KOMUNIKASI ERROR
di-era modernisasi, keterbukaan publik yang bertumbuh pesat. tentu menjadi tantangan baru bagi segalanya!., faktanya di sektor- sektor usaha terlihat sangat jelas banyak sektor usaha konvesional yg tereleminasi serta mengalami perubahan2 secara cepat dan yang tidak dapat mempertahankan eksistensi dan inovasi akan secara alamiah terkikis oleh jaman dan perkembangan teknologi.
Di sektor penegakan hukum sudah banyak inovasi dan pokok pikir brilian yang mengarah ke arah positif yang bisa menunjukan bahwa kita mampu beradaptasi di era modern, namun tak bisa dipungkiri jika hanya pokok pikir tak bisa membuat suatu sistem berjalan dgn mulus tanpa ada faktor - faktor lain yang sangat diperlukan untuk menjalankan atau merubah budaya/ kebiasaan yg sudah ada. hal ini tak tereksekusi dgn baik krn byk faktor tidak di siapkan dan didalami dengan matang. SDM yang kurang dari segi kuantitas & kualitas serta sistem yg belum siap harus dipaksakan untuk sebuah reputasi dan pencitraan.
Tentu masalah ini kecil dan dipikir dapat terlaksana seiring berjalannya waktu, namun ternyata hal itu tentu salah. Jika kita mau lebih serius tentunya kita harus mempersiapkan semuanya dari hulu sampai hilir, tidak ada yg tidak melalui proses.
Terlepas dari masalah dan subjek pembicaraan kita di atas, ada hal yg seharusnya kita pikirkan dalam mengeluarkan statement yng berhubungan dgn sistem yang ada, krn terkait hal yang kecil akan berubah menjadi kerusakan sistem hukum fatal yg akan merubah kepastian hukum.
Negara hukum menciptakan Undang_ Undang atau produk hukum untuk kita jadikan acuan dalam hidup bernegara, agar apa? Agar sistem hukum berjalan mengawal norma2 yang di jaga dalam perbuatan yang mementingkan kepentingan pribadi dan menjaga keteraturan dalam lingkup sosial.

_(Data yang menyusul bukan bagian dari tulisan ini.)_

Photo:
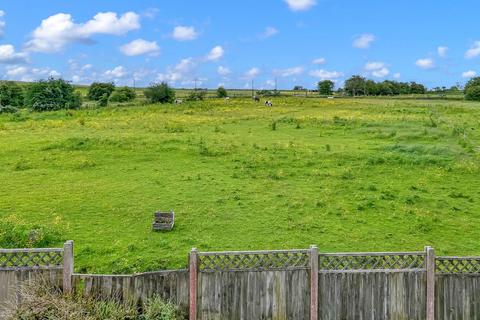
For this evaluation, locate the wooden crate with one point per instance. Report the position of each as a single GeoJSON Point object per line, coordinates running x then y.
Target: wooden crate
{"type": "Point", "coordinates": [163, 221]}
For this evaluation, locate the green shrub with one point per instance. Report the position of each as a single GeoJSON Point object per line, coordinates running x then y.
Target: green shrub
{"type": "Point", "coordinates": [98, 89]}
{"type": "Point", "coordinates": [473, 93]}
{"type": "Point", "coordinates": [103, 101]}
{"type": "Point", "coordinates": [38, 300]}
{"type": "Point", "coordinates": [196, 95]}
{"type": "Point", "coordinates": [221, 92]}
{"type": "Point", "coordinates": [160, 93]}
{"type": "Point", "coordinates": [8, 109]}
{"type": "Point", "coordinates": [123, 94]}
{"type": "Point", "coordinates": [52, 94]}
{"type": "Point", "coordinates": [11, 94]}
{"type": "Point", "coordinates": [16, 234]}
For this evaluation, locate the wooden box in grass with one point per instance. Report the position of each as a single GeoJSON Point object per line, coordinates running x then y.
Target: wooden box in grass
{"type": "Point", "coordinates": [163, 221]}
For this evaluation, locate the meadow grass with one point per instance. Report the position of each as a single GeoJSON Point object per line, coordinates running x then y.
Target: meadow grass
{"type": "Point", "coordinates": [347, 175]}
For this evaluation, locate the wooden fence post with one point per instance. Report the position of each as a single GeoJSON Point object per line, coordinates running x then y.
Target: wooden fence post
{"type": "Point", "coordinates": [193, 273]}
{"type": "Point", "coordinates": [67, 266]}
{"type": "Point", "coordinates": [430, 266]}
{"type": "Point", "coordinates": [313, 282]}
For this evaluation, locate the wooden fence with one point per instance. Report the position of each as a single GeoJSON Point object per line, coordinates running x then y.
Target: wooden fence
{"type": "Point", "coordinates": [278, 284]}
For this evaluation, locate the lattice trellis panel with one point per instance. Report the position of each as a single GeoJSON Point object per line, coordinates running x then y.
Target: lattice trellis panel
{"type": "Point", "coordinates": [253, 261]}
{"type": "Point", "coordinates": [372, 261]}
{"type": "Point", "coordinates": [17, 259]}
{"type": "Point", "coordinates": [469, 265]}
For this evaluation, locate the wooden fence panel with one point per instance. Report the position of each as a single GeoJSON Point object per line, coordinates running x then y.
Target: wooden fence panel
{"type": "Point", "coordinates": [254, 295]}
{"type": "Point", "coordinates": [170, 285]}
{"type": "Point", "coordinates": [11, 282]}
{"type": "Point", "coordinates": [372, 295]}
{"type": "Point", "coordinates": [457, 296]}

Melakukan pelarangan dalam menegakkan hukum demi reputasi saya pribadi menilai kurang tepat tanpa kajian sepihak. Mgkin jika byk oknum yg telah rusak itu krn ada budaya yg dari hulu tak bisa di atasi. Berawal dari sistem rekrutmen, sistem jabatan smuanya menjadi faktor faktor yg mempengaruhi kinerja. Ditambah urusan politik yg berlabel dan pelayanan terhadap internal. Jika mmg ingin bersih yg pertama adalah melakukan transformasi sistematis hak2 personil dan perubahan culture yg wajib di optimalisasi untuk memperkecil terjadinya penyimpangan,
Upaya2 ini tak bisa terlaksana krn tradisi Egoisme dan naluri negatif para petinggi yg mengedepankan bgmn caranya mereka bertahan pada posisi itu yaitu sowan ke pimpinan yg lebih tinggi tanpa melihat jelas secara objektif kinerja dan dampak organisasi... tradisi tersebut sdh menjadi mindset yg terpatri sehingga kinerja untuk berinovasi terhambat dgn orientasi uang dan sulit untuk berkembang.
Mungkin hal2 ini sdh sering terpikir oleh Anda namun kata wajar dan maklum selalu menjadi pilihan otak untuk menghadapi hal ini, sehingga masa depan yang jelek sdh pasti akan tiba !
1. Kegagalan untuk mengimbangi teknologi dan SDM masyarakat
2. Terciptanya pola pikir fixed mindset yg membuat anggota malas berinovasi, malas bekerja dan malas berfikir.
3. Kebiasaan menerima upah jasa membuat publik membentuk mindset stereotipe negatif yg akan mempengaruhi pelaksanaan tugas kedepan.
Mmg kita belum sempurna dan jika anda berharap saat ini bukan generasi anda yg mampu merubah, maka tidak akan ada yg akan merubahnya tinggal tunggu.... akan meledak pada waktunya dan tidak ada yg dapat memulihkan sesuatu yg sdh hancur.